Две Луны и Земля - страница 15
Футбольное поле являлось центром Сосновской общественной жизни.
С утра на лазилку пытались вскарабкаться дети, тут же рядом паслись коровы. В купальне всегда слышались крики и визги, там мылись, купались, стирали белье, устраивали личную жизнь, рядом купали коров, лошадей, коз и собак. По футбольным воротам без сетки лупили мячами, на скамейках сидели парочки и компании. Ночью на берегу около купальни начинались костры, дискотеки из магнитофонов и драки.
Жизнь кипела, и пустело наше поле только в дождь.
Через дорогу от поля находилось сразу два любопытных здания. Одно – вытрезвитель. Некогда внушительное здание голубого цвета, но при мне уже в полу-разрушенном состоянии. Около него иногда появлялась, видимо, по инерции, ветхая милицейская машина. Мне не запомнилось, чтоб вытрезвителем пользовались по назначению, ни разу я ни видела, чтоб туда партиями завозили пьяных для исправления, (хотя в Сосновом их можно было грузить в машину практически оптом). Парадоксально было то, что пьяные и вообще всякие антисоциальные элементы сами тяготели именно к этому месту.
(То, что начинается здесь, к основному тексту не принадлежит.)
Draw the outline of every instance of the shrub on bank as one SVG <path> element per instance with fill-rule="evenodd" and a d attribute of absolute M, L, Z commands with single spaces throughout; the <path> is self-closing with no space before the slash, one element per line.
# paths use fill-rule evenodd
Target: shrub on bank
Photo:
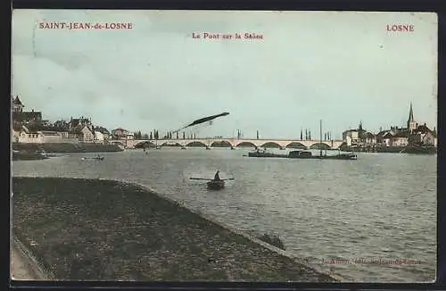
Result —
<path fill-rule="evenodd" d="M 261 241 L 264 241 L 267 244 L 269 244 L 285 251 L 285 244 L 277 235 L 271 233 L 264 233 L 258 238 Z"/>

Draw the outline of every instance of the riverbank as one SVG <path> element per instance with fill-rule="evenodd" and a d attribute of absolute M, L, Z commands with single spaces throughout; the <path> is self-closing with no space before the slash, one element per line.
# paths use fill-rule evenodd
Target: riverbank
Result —
<path fill-rule="evenodd" d="M 12 161 L 37 161 L 45 159 L 48 159 L 48 157 L 40 153 L 27 153 L 27 152 L 12 153 Z"/>
<path fill-rule="evenodd" d="M 134 185 L 13 178 L 13 232 L 55 279 L 334 279 Z"/>
<path fill-rule="evenodd" d="M 122 152 L 117 145 L 101 144 L 71 144 L 71 143 L 12 143 L 12 150 L 21 153 L 36 153 L 45 151 L 46 153 L 105 153 Z"/>
<path fill-rule="evenodd" d="M 11 240 L 11 278 L 14 280 L 49 280 L 52 276 L 41 269 L 37 260 L 19 240 Z"/>

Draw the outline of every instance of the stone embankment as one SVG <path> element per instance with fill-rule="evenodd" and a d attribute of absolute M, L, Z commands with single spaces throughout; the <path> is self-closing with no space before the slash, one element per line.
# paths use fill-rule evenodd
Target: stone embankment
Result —
<path fill-rule="evenodd" d="M 12 143 L 12 150 L 21 153 L 36 153 L 45 151 L 46 153 L 103 153 L 103 152 L 121 152 L 122 148 L 117 145 L 102 144 L 71 144 L 71 143 Z"/>
<path fill-rule="evenodd" d="M 335 279 L 143 187 L 13 178 L 13 233 L 55 279 Z"/>

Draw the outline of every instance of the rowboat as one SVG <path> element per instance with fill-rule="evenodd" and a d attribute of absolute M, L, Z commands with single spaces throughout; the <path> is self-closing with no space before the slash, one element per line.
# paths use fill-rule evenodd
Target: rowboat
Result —
<path fill-rule="evenodd" d="M 86 157 L 86 156 L 84 156 L 82 158 L 82 160 L 96 160 L 96 161 L 103 161 L 103 159 L 104 159 L 103 156 L 101 156 L 101 157 L 97 157 L 97 156 L 96 157 Z"/>
<path fill-rule="evenodd" d="M 207 183 L 208 189 L 211 190 L 220 190 L 225 187 L 225 181 L 223 180 L 211 180 Z"/>
<path fill-rule="evenodd" d="M 221 190 L 225 187 L 225 181 L 226 180 L 233 180 L 234 178 L 220 179 L 204 179 L 204 178 L 190 178 L 190 179 L 205 180 L 205 181 L 207 181 L 206 185 L 208 186 L 208 189 L 210 189 L 210 190 Z"/>

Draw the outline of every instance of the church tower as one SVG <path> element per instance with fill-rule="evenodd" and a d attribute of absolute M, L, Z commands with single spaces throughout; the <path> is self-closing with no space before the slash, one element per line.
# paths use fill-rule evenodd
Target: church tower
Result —
<path fill-rule="evenodd" d="M 412 103 L 410 103 L 410 109 L 409 111 L 409 119 L 408 119 L 408 130 L 412 132 L 417 129 L 417 122 L 414 121 L 414 112 L 412 110 Z"/>

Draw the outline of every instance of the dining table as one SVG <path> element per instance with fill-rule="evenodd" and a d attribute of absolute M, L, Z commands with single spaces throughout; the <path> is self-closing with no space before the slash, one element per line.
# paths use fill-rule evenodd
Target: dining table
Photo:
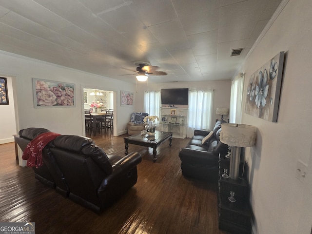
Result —
<path fill-rule="evenodd" d="M 94 113 L 90 113 L 92 117 L 92 132 L 93 136 L 95 136 L 97 135 L 97 119 L 102 118 L 106 115 L 106 112 L 100 112 Z"/>

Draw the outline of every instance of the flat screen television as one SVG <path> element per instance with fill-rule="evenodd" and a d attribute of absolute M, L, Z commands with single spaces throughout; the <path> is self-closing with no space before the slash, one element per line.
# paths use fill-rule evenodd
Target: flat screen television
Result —
<path fill-rule="evenodd" d="M 160 93 L 162 104 L 189 104 L 189 89 L 161 89 Z"/>

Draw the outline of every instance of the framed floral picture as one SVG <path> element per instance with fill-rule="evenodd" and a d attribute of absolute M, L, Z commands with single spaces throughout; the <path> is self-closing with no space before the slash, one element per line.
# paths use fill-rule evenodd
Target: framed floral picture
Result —
<path fill-rule="evenodd" d="M 120 105 L 121 106 L 133 105 L 133 92 L 120 91 Z"/>
<path fill-rule="evenodd" d="M 33 78 L 35 108 L 74 107 L 75 84 Z"/>
<path fill-rule="evenodd" d="M 0 105 L 8 105 L 8 87 L 6 78 L 0 77 Z"/>
<path fill-rule="evenodd" d="M 247 88 L 245 113 L 277 121 L 284 52 L 281 52 L 252 74 Z"/>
Они массово тут напивались и купались в речке в одежде и без. Как будто насмехаясь над утратившим силу местом исправления порока. Ни один нормальный человек на пляже у вытрезвителя не купался, и мы тоже.
Напротив, на другом берегу речки, располагался лепрозорий.
Кто не в курсе, это место, где лечили больных проказой. Странно, что в маленьком поселке для больных проказой выделили отдельное здание. Остаётся предположить, что либо больных было очень много, либо, что Сосновое, по странному стечению обстоятельств, являлась районным центром по борьбе с этим заболеванием. На моей памяти лепрозорий выглядел, как и вытрезвитель, уже доживающим свой век. Красивое ярко-синее старинное деревянное здание с резными кружевными ставнями давно не красилось и существенно покосилось. За забором буйно рос неухоженный сад. И иногда я видела краем глаза старух-привидений, без носов, в платках и с клюками, выходящих из калитки. Меня завораживали их изуродованные лица, похожие на лики смерти с косой. Но они шли, всегда опустив головы, и мгновенно скрывались за калиткой. Мимо лепрозория мы ходили каждый день в наш вечерний поход за молоком из-под коровы. Увидеть, пусть даже мельком, старуху без носа, единственное, что радовало меня в этом ритуале.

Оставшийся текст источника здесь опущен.